No pedido, o clube cruzeirense alegou que o Estatuto do Torcedor prevê que “a torcida adversária deve ser admitida no estádio e tenha um espaço reservado para si”, mas na decisão, o juiz aponta que o Estatuto não está sendo ferido, uma vez que não há liberação para que a torcida uniformizada seja admitida no estádio e tenha um espaço reservado.

Tontini ainda lembra que a torcida do clube mandante estará em imensa maioria e a presença de pessoas portando camisas e objetos alusivos ao adversário pode ensejar atos de hostilidade, gerando violência, o que se busca evitar com a medida.

O juiz também afirmou que o Ministério Público do Paraná apenas fez a sugestão e o Atlético Paranaense e as torcidas organizadas do clube é que concordaram com a medida e decidiram implantá-la em um projeto-piloto.

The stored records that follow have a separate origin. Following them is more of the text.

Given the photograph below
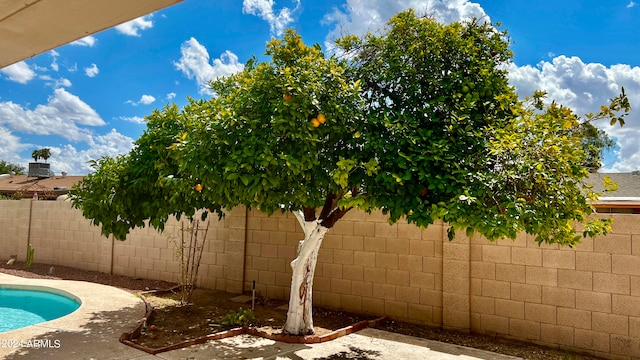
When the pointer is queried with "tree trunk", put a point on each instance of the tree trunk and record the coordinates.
(299, 316)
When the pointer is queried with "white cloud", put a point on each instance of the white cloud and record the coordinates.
(147, 99)
(264, 9)
(55, 83)
(85, 41)
(69, 159)
(360, 16)
(194, 63)
(144, 99)
(19, 72)
(92, 70)
(134, 119)
(54, 63)
(10, 146)
(64, 114)
(133, 27)
(584, 87)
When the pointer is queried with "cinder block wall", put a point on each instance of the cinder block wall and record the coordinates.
(14, 228)
(585, 299)
(364, 265)
(62, 236)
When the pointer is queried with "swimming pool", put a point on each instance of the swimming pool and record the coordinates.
(22, 306)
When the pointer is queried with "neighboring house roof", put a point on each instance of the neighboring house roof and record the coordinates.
(628, 184)
(31, 27)
(627, 195)
(47, 188)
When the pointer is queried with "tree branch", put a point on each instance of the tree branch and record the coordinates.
(328, 206)
(309, 213)
(300, 217)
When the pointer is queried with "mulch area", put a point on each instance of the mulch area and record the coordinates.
(208, 307)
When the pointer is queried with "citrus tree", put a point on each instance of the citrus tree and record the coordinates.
(419, 122)
(7, 168)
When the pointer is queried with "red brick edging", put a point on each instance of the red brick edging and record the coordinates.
(129, 337)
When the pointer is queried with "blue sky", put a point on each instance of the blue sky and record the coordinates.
(88, 99)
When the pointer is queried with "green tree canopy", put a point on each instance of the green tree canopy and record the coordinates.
(419, 122)
(7, 168)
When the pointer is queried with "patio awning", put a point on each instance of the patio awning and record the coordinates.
(31, 27)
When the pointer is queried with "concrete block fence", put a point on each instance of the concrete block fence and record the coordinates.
(586, 298)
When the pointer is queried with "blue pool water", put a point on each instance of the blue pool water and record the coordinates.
(24, 307)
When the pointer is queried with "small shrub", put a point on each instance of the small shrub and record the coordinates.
(238, 318)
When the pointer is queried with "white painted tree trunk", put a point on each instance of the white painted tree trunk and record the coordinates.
(299, 316)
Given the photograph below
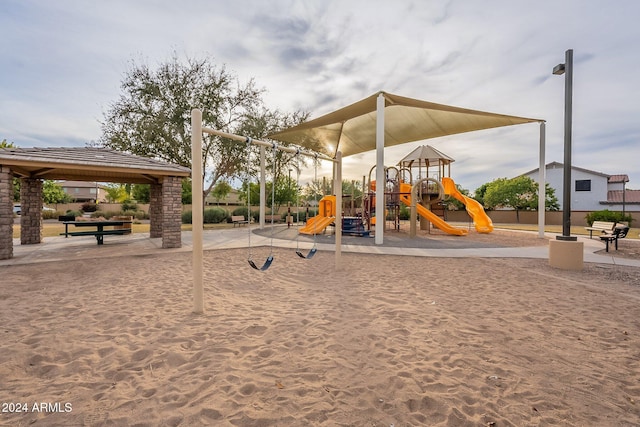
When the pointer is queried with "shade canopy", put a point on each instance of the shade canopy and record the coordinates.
(352, 129)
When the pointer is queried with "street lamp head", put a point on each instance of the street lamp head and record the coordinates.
(558, 70)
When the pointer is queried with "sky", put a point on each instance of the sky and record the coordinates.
(62, 63)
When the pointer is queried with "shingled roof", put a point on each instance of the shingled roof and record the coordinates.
(87, 164)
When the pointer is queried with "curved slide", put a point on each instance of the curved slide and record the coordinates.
(326, 216)
(481, 221)
(317, 224)
(428, 215)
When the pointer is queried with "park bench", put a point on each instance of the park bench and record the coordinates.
(100, 231)
(272, 218)
(239, 220)
(619, 232)
(601, 226)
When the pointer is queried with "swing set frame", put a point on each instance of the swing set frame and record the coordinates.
(197, 175)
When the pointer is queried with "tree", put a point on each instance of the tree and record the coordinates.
(53, 193)
(519, 193)
(221, 191)
(141, 193)
(479, 194)
(153, 116)
(187, 191)
(116, 193)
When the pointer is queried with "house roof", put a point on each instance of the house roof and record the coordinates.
(618, 179)
(352, 129)
(614, 197)
(87, 164)
(558, 165)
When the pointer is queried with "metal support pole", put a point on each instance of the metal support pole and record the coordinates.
(380, 171)
(263, 185)
(542, 193)
(197, 211)
(338, 222)
(567, 69)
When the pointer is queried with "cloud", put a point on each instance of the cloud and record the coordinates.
(62, 66)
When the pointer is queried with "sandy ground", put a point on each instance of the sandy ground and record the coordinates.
(387, 340)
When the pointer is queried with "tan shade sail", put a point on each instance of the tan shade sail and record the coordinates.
(352, 129)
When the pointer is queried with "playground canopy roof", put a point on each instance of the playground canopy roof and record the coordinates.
(352, 129)
(425, 154)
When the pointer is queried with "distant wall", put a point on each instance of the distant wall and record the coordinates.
(104, 207)
(530, 217)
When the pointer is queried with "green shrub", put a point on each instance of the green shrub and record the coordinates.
(51, 214)
(186, 217)
(242, 210)
(128, 205)
(89, 207)
(215, 216)
(608, 216)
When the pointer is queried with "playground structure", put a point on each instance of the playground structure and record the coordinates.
(424, 196)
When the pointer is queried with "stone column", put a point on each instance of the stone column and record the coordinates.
(31, 215)
(155, 211)
(171, 212)
(6, 213)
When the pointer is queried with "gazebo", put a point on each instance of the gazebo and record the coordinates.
(33, 165)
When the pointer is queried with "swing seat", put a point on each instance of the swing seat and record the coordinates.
(265, 266)
(310, 255)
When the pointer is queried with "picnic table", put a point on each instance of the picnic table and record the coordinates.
(100, 231)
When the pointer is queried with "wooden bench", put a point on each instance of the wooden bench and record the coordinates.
(272, 218)
(619, 232)
(99, 232)
(601, 226)
(238, 219)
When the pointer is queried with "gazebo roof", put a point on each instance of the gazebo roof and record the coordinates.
(87, 164)
(426, 155)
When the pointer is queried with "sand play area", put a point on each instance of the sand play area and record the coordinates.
(385, 341)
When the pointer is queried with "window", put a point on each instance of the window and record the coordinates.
(583, 185)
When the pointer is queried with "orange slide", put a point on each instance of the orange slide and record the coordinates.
(326, 216)
(428, 215)
(481, 220)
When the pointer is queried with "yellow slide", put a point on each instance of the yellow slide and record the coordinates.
(326, 216)
(427, 214)
(481, 221)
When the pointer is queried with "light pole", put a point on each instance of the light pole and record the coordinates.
(567, 70)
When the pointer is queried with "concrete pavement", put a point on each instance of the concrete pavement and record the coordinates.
(139, 244)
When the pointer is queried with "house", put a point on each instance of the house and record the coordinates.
(590, 190)
(84, 191)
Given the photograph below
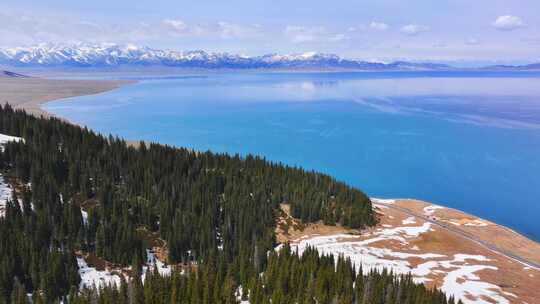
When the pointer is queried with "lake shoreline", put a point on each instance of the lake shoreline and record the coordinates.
(35, 92)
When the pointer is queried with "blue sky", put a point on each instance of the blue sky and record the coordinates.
(385, 30)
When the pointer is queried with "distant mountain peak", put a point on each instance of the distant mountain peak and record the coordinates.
(12, 74)
(110, 54)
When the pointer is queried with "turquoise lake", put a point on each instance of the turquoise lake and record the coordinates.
(470, 141)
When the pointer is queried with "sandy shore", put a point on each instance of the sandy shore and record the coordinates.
(436, 245)
(31, 93)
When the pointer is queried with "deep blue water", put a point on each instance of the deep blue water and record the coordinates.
(465, 140)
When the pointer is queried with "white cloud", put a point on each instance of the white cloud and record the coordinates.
(413, 29)
(379, 26)
(318, 34)
(508, 23)
(472, 41)
(176, 25)
(231, 30)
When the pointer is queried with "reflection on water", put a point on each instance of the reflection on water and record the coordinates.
(469, 142)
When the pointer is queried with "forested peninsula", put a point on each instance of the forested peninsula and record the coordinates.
(79, 194)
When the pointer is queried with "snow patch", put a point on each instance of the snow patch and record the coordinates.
(6, 138)
(5, 195)
(458, 273)
(409, 221)
(151, 262)
(430, 210)
(91, 277)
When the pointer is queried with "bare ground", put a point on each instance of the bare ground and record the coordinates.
(31, 93)
(518, 283)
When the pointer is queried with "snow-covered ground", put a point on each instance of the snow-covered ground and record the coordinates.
(5, 188)
(91, 277)
(458, 272)
(151, 261)
(6, 138)
(5, 195)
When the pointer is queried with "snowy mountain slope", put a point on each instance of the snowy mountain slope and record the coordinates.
(105, 55)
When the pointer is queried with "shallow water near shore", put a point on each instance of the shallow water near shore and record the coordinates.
(469, 141)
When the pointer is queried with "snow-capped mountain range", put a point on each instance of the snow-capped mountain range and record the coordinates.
(114, 55)
(109, 55)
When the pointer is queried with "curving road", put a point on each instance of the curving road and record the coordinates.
(464, 234)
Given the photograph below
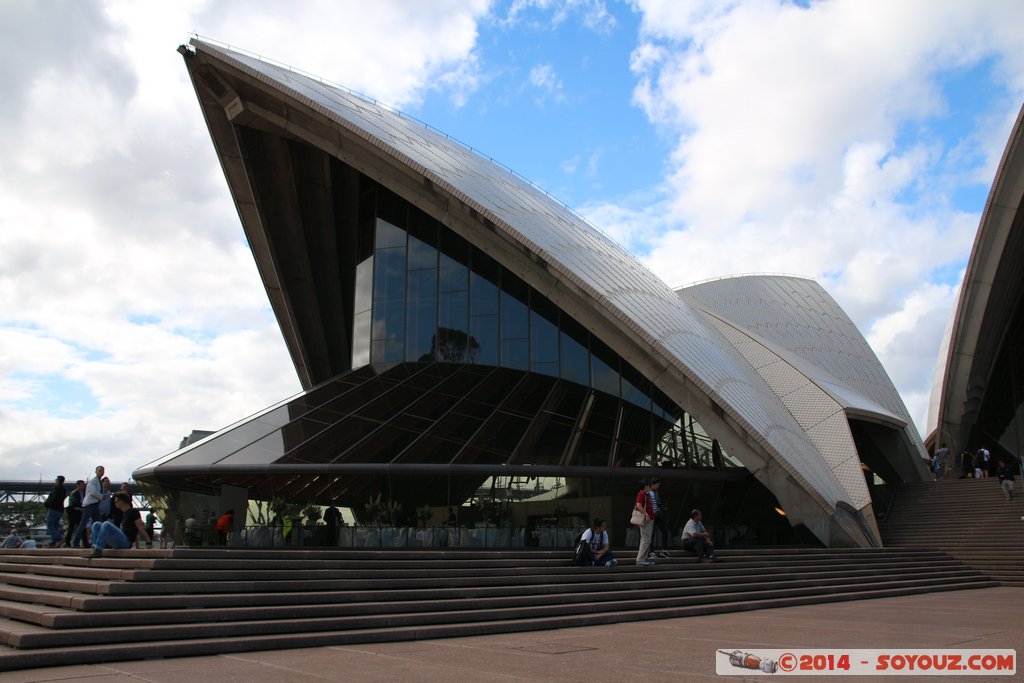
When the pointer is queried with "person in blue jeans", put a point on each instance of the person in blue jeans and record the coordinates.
(597, 550)
(697, 540)
(54, 512)
(109, 535)
(90, 508)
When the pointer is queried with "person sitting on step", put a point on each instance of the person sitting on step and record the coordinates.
(110, 535)
(596, 548)
(697, 540)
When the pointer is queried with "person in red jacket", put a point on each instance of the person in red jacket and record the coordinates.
(223, 527)
(647, 528)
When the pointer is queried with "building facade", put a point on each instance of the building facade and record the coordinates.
(474, 353)
(978, 393)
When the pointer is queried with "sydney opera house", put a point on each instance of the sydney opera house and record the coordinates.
(474, 354)
(978, 393)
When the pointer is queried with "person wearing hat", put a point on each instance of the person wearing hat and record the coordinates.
(697, 540)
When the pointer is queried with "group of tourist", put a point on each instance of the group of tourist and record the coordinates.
(592, 547)
(978, 465)
(97, 518)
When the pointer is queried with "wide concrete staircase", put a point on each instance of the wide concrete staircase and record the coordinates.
(967, 518)
(61, 607)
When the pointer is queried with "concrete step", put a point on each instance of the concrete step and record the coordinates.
(11, 658)
(395, 602)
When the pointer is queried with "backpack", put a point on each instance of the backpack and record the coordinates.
(581, 551)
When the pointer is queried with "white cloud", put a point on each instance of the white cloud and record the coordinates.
(803, 146)
(125, 284)
(544, 78)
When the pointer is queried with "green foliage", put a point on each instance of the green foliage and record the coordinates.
(22, 515)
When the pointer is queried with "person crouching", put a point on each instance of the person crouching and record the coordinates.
(109, 535)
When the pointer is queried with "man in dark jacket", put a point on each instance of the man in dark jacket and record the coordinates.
(74, 510)
(54, 511)
(1006, 474)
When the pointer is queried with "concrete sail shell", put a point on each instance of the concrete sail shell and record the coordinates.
(675, 342)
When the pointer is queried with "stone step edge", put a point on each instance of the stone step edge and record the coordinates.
(478, 617)
(66, 619)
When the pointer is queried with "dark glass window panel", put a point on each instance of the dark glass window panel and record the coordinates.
(569, 399)
(543, 341)
(601, 415)
(422, 226)
(389, 305)
(485, 266)
(574, 360)
(365, 239)
(364, 285)
(483, 330)
(385, 444)
(457, 427)
(477, 456)
(412, 423)
(430, 450)
(550, 445)
(282, 415)
(483, 296)
(422, 315)
(454, 345)
(429, 407)
(602, 377)
(360, 339)
(529, 395)
(392, 402)
(514, 286)
(636, 428)
(505, 432)
(593, 450)
(454, 310)
(550, 369)
(515, 317)
(327, 414)
(341, 438)
(635, 394)
(515, 353)
(474, 409)
(458, 384)
(454, 275)
(389, 275)
(455, 246)
(421, 255)
(299, 431)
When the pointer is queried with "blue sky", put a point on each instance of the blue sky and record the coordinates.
(853, 141)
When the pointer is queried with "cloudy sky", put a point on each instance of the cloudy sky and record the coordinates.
(853, 141)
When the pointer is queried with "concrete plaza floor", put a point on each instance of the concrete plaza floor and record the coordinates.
(680, 649)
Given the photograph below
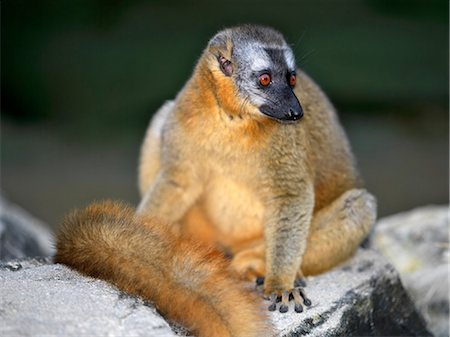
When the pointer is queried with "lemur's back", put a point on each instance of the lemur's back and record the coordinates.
(334, 165)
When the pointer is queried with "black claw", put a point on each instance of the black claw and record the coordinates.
(298, 308)
(306, 301)
(259, 280)
(283, 308)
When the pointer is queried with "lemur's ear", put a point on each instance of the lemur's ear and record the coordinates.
(225, 65)
(220, 46)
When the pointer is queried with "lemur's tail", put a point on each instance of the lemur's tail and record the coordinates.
(188, 283)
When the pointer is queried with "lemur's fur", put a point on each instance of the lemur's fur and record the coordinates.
(233, 165)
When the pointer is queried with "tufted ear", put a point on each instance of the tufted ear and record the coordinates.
(221, 47)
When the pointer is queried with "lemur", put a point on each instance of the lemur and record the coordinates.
(246, 175)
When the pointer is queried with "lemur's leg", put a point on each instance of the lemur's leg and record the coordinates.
(337, 230)
(249, 263)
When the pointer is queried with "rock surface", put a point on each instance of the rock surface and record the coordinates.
(362, 298)
(41, 299)
(417, 244)
(21, 235)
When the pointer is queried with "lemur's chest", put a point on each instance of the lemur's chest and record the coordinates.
(235, 211)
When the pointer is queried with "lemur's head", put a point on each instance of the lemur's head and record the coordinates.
(255, 66)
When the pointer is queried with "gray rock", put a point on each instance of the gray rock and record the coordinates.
(21, 235)
(417, 244)
(40, 299)
(364, 297)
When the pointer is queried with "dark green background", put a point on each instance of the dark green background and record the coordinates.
(80, 80)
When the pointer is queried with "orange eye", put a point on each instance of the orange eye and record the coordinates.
(292, 80)
(265, 79)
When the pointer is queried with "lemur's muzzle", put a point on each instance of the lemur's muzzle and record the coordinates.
(286, 109)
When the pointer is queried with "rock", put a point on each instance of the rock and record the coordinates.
(41, 299)
(417, 244)
(21, 235)
(363, 297)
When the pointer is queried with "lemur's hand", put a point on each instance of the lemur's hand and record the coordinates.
(297, 294)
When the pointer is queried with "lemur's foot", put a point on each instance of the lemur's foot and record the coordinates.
(297, 294)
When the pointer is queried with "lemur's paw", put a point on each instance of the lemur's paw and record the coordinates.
(297, 294)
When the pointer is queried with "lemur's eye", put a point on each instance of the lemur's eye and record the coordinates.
(265, 79)
(292, 80)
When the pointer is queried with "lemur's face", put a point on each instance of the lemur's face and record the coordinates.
(266, 77)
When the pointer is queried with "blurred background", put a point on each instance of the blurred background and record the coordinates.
(80, 81)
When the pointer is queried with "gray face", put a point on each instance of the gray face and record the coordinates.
(277, 99)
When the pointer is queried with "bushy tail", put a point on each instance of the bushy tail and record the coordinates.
(186, 282)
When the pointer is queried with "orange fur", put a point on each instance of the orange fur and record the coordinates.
(188, 283)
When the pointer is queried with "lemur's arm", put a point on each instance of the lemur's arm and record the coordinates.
(172, 193)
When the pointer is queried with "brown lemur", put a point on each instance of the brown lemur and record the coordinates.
(249, 159)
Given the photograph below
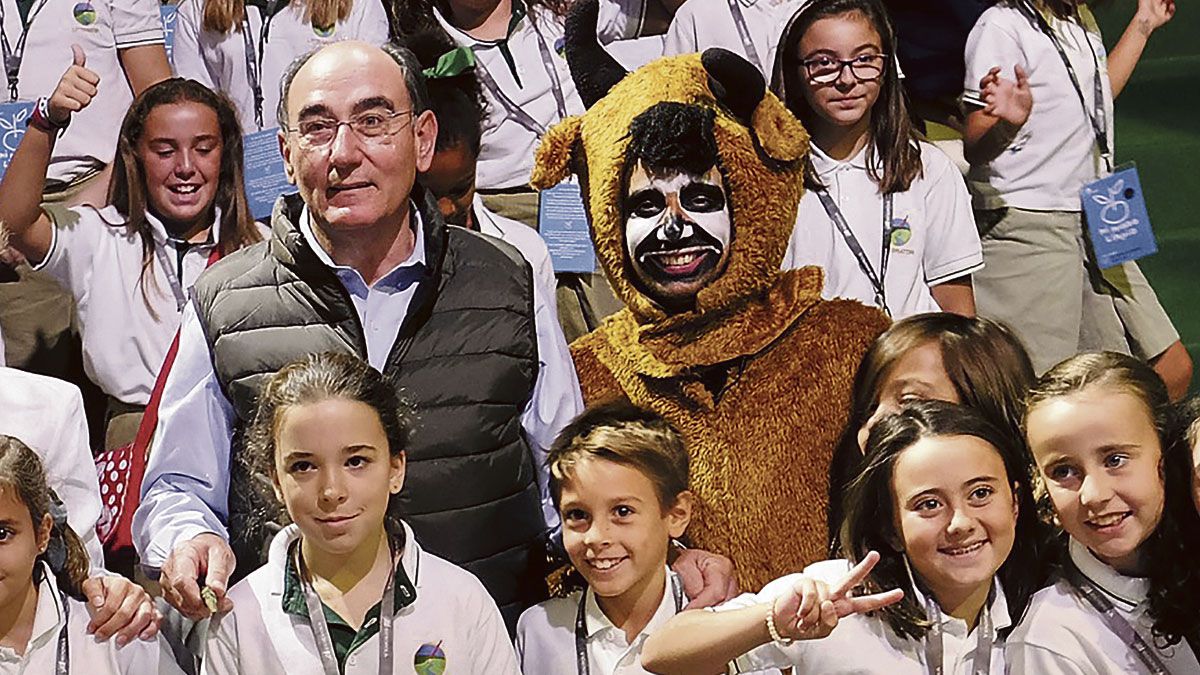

Ao final da decisão, o juiz ainda apontou que “a realização de jogos de futebol com a chamada ‘torcida única’ têm ocorrido com frequência em outros Estados da Federação, como São Paulo, Rio de Janeiro e até mesmo em Minas Gerais”, o que mostraria a inexistência de ilegalidade.

Com o indeferimento do pedido, os torcedores do time cruzeirense que quiserem assistir a partida terão que comprar ingressos da torcida atleticana.

O time mineiro afirmou que não entrará com um novo pedido na Justiça.